Industrial Transformation: Europe-China Leads Equity Firms Year-to-Date
Guotai Haitong Securities Research recently released the absolute return rankings for actively managed equity funds of fund companies for the third quarter of 2025. The data showed that in Q3 2025, all actively managed equity funds from 165 public fund companies achieved positive returns.
Overall, the average return of actively managed equity funds of fund companies was 25.93%. By company size, the average returns for large, medium, and small fund companies were 26.31%, 24.90%, and 25.97%, respectively. Large and medium-sized fund companies, with their comprehensive investment research systems, demonstrated greater advantages in average returns.
Among the top 20 fund companies by equity scale, 18 outperformed the average return of large fund companies' actively managed equity funds. The best-performing fund company in the first three quarters was Europe-China Fund, with a return of 41.26%, leading the industry.
Europe-China Fund has also been highly noteworthy in its reform of the investment research system this year. The company previously revealed that based on a framework reconstruction of the investment research system of public fund managers from concept to process, and deeper reflections on the future development path of the entire industry, Europe-China Fund is striving to shift the realization path of 'letting long-term performance speak' from reliance on individuals to reliance on systems, fundamentally changing the 'manufacturing approach' of funds.
In Europe-China’s vision for investment research, the investment research team aims to build a truly productive and long-lasting system through the synergy of 'professionalization, industrialization, and digital intelligence,' allowing every professional talent to better leverage their innate abilities and focus while receiving systematic support and empowerment within the organization.

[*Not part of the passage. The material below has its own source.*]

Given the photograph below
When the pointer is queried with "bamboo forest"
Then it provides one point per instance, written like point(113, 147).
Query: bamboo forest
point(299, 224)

This allows investment researchers to focus on more specialized areas and provide extreme professionalism, with collaboration akin to assembly-line workflows that empower each other. Judging by performance, this transformation is already yielding results.

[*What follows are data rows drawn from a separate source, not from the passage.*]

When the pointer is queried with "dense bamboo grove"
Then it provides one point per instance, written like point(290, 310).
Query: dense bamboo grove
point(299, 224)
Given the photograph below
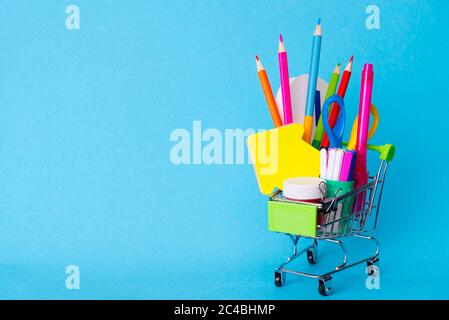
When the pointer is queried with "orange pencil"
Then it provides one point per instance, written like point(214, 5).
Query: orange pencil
point(266, 87)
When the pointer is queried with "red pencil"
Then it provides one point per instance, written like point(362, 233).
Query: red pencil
point(335, 109)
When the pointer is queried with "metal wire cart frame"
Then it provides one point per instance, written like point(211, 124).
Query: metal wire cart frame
point(330, 223)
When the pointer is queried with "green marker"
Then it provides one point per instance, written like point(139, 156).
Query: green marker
point(332, 87)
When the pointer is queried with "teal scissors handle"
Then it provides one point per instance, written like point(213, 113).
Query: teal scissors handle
point(335, 134)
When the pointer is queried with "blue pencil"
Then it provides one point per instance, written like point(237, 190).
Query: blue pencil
point(313, 77)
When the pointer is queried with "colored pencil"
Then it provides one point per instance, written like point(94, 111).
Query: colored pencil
point(331, 88)
point(285, 82)
point(266, 87)
point(317, 106)
point(335, 109)
point(313, 77)
point(361, 171)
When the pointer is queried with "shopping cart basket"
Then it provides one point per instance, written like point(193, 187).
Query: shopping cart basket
point(328, 222)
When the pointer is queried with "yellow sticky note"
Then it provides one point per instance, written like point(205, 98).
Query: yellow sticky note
point(281, 153)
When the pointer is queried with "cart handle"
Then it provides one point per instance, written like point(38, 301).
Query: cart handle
point(386, 151)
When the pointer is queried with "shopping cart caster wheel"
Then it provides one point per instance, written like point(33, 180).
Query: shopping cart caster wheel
point(279, 278)
point(312, 255)
point(325, 286)
point(372, 266)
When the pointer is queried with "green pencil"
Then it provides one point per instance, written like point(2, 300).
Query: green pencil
point(332, 87)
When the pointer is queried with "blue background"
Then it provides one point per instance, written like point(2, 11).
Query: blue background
point(85, 121)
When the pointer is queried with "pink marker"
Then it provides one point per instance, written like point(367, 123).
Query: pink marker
point(361, 171)
point(285, 82)
point(346, 166)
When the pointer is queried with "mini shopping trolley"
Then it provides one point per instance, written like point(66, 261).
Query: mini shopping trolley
point(346, 213)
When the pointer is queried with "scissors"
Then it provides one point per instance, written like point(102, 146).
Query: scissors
point(353, 138)
point(336, 134)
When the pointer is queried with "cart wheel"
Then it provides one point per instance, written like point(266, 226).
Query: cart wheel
point(279, 278)
point(312, 255)
point(370, 270)
point(325, 286)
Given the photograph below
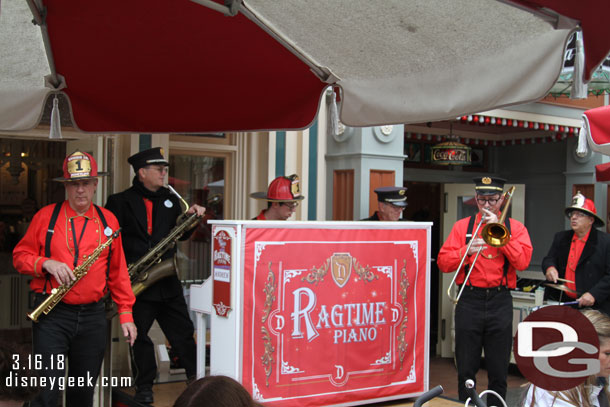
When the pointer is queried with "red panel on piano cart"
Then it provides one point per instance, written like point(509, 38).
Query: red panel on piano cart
point(334, 316)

In addition, Huitianfu Fund has regained its active label with a year-to-date return of 40.28% in the first three quarters, ranking second; E Fund Management, Penghua Fund, Fuguo Fund, Guotai Fund, Bosera Fund, and Xingzheng Global Fund all achieved returns exceeding 35% during the same period.

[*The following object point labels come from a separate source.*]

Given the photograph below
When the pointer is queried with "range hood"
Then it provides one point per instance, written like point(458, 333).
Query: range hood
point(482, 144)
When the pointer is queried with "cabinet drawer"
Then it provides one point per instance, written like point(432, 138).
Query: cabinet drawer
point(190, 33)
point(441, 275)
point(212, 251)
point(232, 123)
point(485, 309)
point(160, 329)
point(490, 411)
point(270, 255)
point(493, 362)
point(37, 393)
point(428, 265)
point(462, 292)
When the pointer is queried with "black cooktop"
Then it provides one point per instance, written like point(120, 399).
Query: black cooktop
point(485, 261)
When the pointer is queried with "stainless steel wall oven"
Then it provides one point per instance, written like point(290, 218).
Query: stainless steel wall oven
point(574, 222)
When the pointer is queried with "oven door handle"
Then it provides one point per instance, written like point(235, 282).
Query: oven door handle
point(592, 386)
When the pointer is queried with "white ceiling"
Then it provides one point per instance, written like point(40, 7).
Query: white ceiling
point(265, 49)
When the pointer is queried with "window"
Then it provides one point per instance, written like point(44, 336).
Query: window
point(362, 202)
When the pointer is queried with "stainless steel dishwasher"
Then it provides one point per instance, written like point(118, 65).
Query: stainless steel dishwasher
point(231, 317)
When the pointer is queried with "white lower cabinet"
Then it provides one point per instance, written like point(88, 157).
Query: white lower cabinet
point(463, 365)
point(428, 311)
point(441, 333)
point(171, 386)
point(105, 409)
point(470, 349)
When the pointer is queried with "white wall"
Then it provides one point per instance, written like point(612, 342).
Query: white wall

Large fund companies face pressure over five-year returns, with Huatai-PineBridge taking the lead.
Over a longer time horizon, the A-share market experienced an initial decline followed by recovery from October 1, 2020 to September 30, 2025. The peak moments for consumer staples and new energy sectors drove a surge in the issuance of new public mutual fund products. As these thematic stocks adjusted, the A-share market hit its 'darkest moment' around mid-2024, only reversing course after the "924" rally.
During this process, fund performance came under pressure. Statistics compiled by Guotai Haitong indicate that smaller fund companies proved more agile, while large companies faced greater pressure due to their high number of products issued at market peaks. Among the top 20 fund management companies by assets under management, Huatai-PineBridge Fund led with a five-year return of 39.3%. Huaan Fund and Huabao Fund ranked second and third with returns of 36.64% and 32.99%, respectively. China AMC and ICBC Credit Suisse Fund also delivered five-year returns exceeding 30%.
Additionally, China Merchants Fund, E Fund Management, Tianhong Fund, Xingzheng Global Fund, and Guotai Fund achieved returns above 20%, placing them among the top ten performers.